Tiveram de ver e resistir à capitulação histórica do PC Cubano estalinista a Fulgencio Batista, que foi protegido pela IC como carrasco da revolução contra Machado. Os comunistas cubanos pensavam que Batista devia ser apoiado. No meio do marasmo do PC Cubano, os trotskistas foram perseguidos e executados (Junco) por uma fusão de batistianos, comunistas e grauistas. A lama foi lançada sobre a sua pessoa, a sua história e a sua tradição. No entanto, mantiveram-se presentes em lugares como Oriente e Guantánamo e conseguiram influenciar a franja dos trabalhadores do açúcar durante 1933, organizar federações sindicais poderosas como a de Havana, projetar pela primeira vez o Encouraçado Potemkin, publicar um jornal e revistas teóricas. O caso mais emblemático foi em agosto de 1933. Enquanto os estalinistas se opunham à grande greve para derrubar Machado, os trotskistas foram um elemento importante para o seu surgimento.
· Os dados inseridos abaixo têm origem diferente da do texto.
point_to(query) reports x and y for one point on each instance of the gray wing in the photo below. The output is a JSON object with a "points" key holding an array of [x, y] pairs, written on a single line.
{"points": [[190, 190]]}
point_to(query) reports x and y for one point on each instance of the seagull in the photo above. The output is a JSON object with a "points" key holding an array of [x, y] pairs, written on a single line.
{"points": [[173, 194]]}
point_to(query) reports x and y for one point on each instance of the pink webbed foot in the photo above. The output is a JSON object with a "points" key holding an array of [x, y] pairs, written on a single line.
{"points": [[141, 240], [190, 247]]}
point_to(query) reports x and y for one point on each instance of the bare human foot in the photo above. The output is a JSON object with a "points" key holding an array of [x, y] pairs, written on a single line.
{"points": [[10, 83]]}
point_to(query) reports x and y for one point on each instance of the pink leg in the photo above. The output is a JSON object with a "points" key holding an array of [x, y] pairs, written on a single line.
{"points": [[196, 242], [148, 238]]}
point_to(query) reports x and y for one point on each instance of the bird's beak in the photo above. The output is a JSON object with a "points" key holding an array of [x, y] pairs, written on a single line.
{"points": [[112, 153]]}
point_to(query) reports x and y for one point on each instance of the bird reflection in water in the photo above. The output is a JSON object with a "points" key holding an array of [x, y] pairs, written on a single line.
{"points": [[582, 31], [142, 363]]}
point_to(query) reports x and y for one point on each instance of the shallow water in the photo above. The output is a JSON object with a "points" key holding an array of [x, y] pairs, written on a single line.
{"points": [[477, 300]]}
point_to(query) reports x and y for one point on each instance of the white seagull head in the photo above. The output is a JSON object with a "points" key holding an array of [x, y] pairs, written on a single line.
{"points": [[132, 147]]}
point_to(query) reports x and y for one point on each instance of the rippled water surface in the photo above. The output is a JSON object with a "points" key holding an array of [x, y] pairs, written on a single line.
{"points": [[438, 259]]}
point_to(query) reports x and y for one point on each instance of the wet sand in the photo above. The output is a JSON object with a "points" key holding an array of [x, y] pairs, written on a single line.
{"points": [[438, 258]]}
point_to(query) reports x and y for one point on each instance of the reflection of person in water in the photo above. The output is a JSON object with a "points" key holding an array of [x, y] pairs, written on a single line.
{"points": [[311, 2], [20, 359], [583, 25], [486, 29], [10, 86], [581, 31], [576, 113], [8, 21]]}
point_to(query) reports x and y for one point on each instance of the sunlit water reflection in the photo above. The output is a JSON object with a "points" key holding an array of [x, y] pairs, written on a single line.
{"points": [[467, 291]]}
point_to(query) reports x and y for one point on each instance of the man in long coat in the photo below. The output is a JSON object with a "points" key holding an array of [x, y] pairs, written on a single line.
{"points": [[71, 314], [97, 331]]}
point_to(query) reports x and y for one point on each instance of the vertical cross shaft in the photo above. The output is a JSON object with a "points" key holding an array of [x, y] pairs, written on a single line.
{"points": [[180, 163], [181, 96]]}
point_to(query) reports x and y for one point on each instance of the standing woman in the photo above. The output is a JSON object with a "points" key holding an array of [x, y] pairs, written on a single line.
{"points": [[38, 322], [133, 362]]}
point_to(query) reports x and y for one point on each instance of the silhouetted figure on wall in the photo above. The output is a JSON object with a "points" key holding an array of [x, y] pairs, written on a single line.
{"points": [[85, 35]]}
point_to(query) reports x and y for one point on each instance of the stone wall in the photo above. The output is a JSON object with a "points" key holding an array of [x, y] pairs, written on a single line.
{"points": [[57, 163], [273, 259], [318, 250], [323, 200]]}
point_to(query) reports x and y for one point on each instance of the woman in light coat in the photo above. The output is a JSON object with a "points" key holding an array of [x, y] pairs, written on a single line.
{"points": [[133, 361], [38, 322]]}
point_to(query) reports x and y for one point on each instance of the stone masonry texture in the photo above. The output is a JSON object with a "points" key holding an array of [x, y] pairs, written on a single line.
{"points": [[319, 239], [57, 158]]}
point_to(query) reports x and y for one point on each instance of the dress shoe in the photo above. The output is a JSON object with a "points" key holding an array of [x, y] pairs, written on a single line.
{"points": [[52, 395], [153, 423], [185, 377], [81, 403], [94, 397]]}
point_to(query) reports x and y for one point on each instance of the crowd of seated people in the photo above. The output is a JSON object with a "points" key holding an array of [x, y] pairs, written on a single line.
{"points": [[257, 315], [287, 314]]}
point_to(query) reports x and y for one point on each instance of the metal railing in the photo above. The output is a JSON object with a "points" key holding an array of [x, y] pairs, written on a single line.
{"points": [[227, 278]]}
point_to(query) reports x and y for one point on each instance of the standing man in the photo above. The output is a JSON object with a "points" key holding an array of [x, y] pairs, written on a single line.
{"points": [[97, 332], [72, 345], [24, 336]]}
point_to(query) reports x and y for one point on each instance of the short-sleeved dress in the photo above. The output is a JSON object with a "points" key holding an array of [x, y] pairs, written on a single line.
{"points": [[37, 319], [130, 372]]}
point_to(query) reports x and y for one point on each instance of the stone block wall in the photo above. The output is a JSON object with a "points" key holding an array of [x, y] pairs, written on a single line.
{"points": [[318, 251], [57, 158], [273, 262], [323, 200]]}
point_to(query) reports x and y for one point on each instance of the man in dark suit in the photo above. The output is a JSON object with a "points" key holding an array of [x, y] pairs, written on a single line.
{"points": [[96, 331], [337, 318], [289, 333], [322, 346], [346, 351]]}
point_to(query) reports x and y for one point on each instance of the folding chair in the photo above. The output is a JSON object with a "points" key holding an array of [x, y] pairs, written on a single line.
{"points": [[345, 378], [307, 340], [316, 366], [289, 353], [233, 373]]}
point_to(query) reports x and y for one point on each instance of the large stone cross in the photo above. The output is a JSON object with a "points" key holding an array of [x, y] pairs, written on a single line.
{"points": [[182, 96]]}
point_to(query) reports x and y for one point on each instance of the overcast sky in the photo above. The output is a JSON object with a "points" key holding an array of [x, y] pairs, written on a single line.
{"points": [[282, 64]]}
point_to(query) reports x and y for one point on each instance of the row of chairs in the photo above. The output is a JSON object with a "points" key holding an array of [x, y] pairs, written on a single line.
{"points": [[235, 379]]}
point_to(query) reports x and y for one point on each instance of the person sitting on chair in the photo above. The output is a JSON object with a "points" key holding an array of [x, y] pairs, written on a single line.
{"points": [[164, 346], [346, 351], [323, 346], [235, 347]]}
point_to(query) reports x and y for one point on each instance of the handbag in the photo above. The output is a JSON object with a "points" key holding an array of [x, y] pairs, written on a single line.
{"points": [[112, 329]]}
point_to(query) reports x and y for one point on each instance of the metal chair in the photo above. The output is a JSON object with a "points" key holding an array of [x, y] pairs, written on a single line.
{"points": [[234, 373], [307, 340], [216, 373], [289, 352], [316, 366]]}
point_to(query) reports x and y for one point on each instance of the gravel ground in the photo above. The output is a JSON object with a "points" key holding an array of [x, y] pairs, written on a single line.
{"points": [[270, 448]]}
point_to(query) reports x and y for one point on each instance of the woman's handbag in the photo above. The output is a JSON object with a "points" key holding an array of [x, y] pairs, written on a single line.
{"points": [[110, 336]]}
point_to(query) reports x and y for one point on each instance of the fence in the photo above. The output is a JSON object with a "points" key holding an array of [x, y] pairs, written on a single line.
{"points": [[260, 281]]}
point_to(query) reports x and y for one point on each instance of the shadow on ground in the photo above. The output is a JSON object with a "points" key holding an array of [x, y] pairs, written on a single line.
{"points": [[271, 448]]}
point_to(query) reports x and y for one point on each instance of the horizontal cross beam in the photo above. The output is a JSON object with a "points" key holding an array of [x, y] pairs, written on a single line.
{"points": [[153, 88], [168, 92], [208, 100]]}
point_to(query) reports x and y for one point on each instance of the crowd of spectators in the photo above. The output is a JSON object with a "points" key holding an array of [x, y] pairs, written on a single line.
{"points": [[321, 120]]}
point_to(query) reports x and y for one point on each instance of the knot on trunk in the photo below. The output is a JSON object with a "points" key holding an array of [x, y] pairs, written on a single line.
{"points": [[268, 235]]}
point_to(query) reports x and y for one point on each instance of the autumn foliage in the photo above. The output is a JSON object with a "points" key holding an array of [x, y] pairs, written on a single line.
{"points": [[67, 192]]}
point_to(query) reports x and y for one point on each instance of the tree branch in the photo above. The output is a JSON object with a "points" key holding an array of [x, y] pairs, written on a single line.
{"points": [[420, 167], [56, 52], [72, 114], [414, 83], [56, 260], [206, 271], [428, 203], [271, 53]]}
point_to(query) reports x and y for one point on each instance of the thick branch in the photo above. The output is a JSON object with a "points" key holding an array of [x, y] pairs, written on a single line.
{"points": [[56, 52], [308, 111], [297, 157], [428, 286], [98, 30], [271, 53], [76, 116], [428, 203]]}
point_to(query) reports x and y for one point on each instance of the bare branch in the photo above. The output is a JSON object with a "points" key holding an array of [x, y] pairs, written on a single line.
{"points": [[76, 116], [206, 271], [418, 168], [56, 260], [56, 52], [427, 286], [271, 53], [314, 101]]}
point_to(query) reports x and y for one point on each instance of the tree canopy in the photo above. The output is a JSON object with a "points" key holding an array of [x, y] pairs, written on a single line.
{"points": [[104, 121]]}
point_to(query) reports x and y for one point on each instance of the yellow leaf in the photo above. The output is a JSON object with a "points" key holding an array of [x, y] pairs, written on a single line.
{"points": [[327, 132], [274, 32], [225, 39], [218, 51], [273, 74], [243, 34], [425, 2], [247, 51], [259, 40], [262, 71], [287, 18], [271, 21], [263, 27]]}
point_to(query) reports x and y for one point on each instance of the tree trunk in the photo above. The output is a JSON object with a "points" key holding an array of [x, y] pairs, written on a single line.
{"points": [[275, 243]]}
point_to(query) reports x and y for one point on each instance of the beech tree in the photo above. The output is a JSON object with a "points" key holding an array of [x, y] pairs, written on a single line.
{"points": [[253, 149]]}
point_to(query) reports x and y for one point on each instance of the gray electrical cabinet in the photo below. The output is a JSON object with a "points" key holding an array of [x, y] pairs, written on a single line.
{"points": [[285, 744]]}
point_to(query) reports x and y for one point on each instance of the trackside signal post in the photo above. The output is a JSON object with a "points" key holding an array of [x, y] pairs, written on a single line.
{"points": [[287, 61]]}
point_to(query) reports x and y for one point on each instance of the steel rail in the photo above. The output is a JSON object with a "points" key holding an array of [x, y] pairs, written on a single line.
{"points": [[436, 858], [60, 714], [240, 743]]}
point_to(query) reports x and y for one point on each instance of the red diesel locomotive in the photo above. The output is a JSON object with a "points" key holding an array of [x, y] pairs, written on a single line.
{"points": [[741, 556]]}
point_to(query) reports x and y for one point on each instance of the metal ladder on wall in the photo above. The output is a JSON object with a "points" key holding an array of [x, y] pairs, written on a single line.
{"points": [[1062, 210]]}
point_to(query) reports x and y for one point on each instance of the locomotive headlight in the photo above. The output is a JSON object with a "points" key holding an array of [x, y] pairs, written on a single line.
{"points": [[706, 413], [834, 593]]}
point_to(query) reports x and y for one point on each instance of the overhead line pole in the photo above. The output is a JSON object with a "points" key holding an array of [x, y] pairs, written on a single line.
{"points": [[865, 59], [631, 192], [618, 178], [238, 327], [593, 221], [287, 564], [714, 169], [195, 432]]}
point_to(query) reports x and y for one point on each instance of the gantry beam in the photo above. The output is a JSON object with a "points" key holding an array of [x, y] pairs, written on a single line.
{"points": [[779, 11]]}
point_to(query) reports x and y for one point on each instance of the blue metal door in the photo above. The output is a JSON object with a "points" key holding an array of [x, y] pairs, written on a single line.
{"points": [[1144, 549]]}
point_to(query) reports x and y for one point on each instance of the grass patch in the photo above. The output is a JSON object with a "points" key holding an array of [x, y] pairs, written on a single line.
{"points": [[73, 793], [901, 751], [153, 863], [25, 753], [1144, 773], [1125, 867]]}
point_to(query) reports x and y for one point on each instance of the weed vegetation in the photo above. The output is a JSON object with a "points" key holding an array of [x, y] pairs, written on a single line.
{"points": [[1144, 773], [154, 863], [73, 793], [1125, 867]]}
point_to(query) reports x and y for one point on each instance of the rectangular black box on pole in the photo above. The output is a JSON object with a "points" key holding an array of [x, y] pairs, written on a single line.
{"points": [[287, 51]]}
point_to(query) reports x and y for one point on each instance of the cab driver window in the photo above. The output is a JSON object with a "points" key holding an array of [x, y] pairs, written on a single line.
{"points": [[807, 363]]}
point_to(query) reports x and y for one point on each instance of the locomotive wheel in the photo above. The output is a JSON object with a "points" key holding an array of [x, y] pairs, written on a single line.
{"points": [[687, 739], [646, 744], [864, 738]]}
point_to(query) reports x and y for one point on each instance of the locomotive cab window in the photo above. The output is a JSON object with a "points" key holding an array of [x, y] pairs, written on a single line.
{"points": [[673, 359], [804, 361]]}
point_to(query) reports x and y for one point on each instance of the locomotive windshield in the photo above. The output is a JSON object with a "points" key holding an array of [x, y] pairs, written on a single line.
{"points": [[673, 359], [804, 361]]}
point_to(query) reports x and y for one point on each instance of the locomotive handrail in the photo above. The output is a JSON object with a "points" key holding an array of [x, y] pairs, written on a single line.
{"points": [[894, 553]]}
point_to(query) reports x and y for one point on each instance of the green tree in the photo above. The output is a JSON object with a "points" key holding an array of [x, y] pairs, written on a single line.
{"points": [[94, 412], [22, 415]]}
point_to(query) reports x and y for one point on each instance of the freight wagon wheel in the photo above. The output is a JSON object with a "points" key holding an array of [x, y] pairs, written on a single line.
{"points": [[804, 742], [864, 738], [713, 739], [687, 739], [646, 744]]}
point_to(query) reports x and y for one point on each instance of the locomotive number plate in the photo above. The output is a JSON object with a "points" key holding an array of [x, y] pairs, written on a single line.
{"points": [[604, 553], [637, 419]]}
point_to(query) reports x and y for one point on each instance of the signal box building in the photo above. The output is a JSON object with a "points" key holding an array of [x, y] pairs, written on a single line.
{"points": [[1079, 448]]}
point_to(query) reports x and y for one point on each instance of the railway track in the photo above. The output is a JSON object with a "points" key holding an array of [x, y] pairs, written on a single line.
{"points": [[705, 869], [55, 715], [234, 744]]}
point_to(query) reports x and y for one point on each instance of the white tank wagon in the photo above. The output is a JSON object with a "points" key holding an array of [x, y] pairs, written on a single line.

Excursus: “Che” e "Fernandito"

Dois casos são emblemáticos. O de Ernesto Guevara e o de Fernando Martínez Heredia. “Che"Guevara pensava, segundo os seus diários, que Trótski era uma das figuras mais relevantes do século. De fato, os livros de Trótski encontravam-se entre os seus pertences na Bolívia antes de ser capturado. Nos seus cadernos sobre Praga, questionava a URSS. Mas Guevara achava que só um partido militar poderia conquistar o poder.

A perspetiva de Che não era a da centralidade do proletariado na estratégia revolucionária, mas sim a de que um destacamento de vanguarda poderia alcançar a vitória contra o Estado. Olhando a história "a contrapelo" na América Latina, os operários industriais lutaram de fato e não foram sujeitos passivos da luta anticapitalista, como pensavam os foquistas e a sua estratégia. Assim, a guerrilha de foco esbarrou tragicamente num muro: na Argentina com o Cordobazo, no Chile com os Cordones, no Brasil com as greves do ABC. O “Che” enganou-se neste ponto: o foco começou por ser um terrível fracasso na América Latina.

Obviamente, o “Che” não era trotskista, mas como ministro da Indústria leu Trotski, mandou chamar Ernest Mandel a Havana e encarregou-se de que os militantes do POR (T) fossem libertados e falassem contra a perseguição imposta por Fidel Castro. “Che” reuniu-se com os presos que, na altura, reivindicavam o pensamento de Trótski.

Fernando Martínez Heredia, "Fernandito", divulgava e lia Trótski, juntamente com Gramsci e outros autores como Mandel, na revista Pensamiento Crítico. Por isso sofreu o peso da censura e da detenção. Quando o PC Cubano e o M26 construiram um partido único, impõe-se a mais feroz das campanhas contra o trotskismo e contra qualquer ato de divergência ideológica: os anos do "quinquénio cinzento", o caso Padilla de Julio Cortázar e a proibição de The Beatles, a campanha suja contra "Alice no País das Maravilhas" e a proibição da homossexualidade, com a qual se impõem os controles mais ferozes. Foram os anos de desespero do genial escritor Reinaldo Arenas e da sua exasperante desilusão.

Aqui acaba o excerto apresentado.